Content today is how brands speak to customers daily. If a CMO is disconnected from content, they are disconnected from the customer’s reality.
2. Analytics
Marketing today is measurable in ways it never was before. Every campaign, click, and conversion leaves behind data.
A CMO does not need to operate dashboards daily, but they must understand what the numbers mean. They should know where money is going, which channels drive results, and what brings real business impact.
This includes understanding performance marketing, retention metrics, customer lifetime value, and funnel performance. It also means knowing when to scale a campaign and when to stop wasting money.
3. Budget Management
Marketing budgets today are spread across many areas — ads, content, technology tools, influencers, partnerships, and distribution. This makes budget management more complex than before.
A modern CMO must constantly make choices. Spending more on performance can drive quick sales but may weaken brand building. Investing in a brand builds long-term value but may not show instant returns.

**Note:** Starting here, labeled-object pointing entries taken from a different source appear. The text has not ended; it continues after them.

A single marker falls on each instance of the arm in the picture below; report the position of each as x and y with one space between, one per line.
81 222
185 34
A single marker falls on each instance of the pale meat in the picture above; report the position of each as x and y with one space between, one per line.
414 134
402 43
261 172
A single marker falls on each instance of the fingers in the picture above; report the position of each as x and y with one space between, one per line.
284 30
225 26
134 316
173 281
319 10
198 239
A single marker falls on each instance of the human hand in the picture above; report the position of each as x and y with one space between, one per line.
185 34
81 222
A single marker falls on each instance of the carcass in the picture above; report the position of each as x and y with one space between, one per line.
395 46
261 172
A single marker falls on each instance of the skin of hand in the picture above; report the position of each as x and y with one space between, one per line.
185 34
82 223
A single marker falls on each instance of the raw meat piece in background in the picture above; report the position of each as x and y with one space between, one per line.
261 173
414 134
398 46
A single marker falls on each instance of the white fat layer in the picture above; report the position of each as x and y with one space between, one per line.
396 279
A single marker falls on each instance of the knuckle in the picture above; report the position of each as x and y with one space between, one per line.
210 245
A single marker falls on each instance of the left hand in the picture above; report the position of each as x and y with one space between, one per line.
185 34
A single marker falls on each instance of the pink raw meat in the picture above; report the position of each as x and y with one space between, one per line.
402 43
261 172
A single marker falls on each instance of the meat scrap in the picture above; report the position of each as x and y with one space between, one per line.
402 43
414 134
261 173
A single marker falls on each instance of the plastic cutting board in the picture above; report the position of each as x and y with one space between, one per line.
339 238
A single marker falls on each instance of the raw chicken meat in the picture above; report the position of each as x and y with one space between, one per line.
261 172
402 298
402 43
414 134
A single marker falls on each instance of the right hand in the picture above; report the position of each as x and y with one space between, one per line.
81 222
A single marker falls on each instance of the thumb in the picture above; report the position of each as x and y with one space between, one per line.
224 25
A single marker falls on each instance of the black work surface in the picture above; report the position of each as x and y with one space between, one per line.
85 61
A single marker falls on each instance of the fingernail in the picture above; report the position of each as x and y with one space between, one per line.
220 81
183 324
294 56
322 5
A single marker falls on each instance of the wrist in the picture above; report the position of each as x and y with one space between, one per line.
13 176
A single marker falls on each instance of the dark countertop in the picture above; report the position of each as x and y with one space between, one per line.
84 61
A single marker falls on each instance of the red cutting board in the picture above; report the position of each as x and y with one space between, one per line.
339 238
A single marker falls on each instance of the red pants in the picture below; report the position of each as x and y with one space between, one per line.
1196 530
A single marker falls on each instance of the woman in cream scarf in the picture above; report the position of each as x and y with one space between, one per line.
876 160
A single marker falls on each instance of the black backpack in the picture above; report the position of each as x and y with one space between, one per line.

So the CMO must balance short-term growth and long-term brand health. This requires financial thinking, prioritization, and discipline.
4. Leadership
Leadership is the most important skill because no CMO succeeds alone. Marketing today needs specialists in performance, content, design, CRM, and analytics. One person cannot master everything.
The CMO’s role is to bring these specialists together and align them toward one direction. This means hiring the right talent, setting clear goals, and creating trust within the team.
Strong leadership also creates a culture where teams can experiment but still stay accountable. People should feel safe to try ideas, but also be responsible for the results.
Why Content and Storytelling Sit at the Center of a CMO Role Today?
For a long time, marketing was mostly about brand narratives. Then, performance marketing took over, metrics, dashboards, paid growth, and optimisation. This included:
Brand strategy: Defining what the brand stands for and how it should be perceived.
Media planning: Deciding where and how budgets should be spent to reach the audience.
Campaign execution: Planning and running marketing campaigns across channels.
Agency management: Coordinating with external partners to deliver marketing outcomes.
For a long time, this was sufficient. But today, this model no longer works.
Today, the reality is more balanced. While paid channels and data matter, strong brands are not built on ads alone. They are built on clear, consistent storytelling.
Without good content, even the best performance strategy struggles to sustain trust.
This is why content marketing is no longer optional. It is foundational.
Final Thoughts
Marketing has evolved faster in the last 5–7 years than it did in the previous 20. And naturally, the role of the CMO had to evolve with it.
Today, being a CMO is less about control and more about trust. It’s not just about having all the skills, it’s about having the right mindset. Success comes from enabling the right people to do their best work, rather than trying to do everything personally.
And honestly, that can feel challenging.
Letting go of control and focusing on trust and leadership is not easy. But at the same time, it makes this version of the CMO role the most exciting one yet, full of opportunities to build strong teams, make a bigger strategic impact, and shape the future of marketing.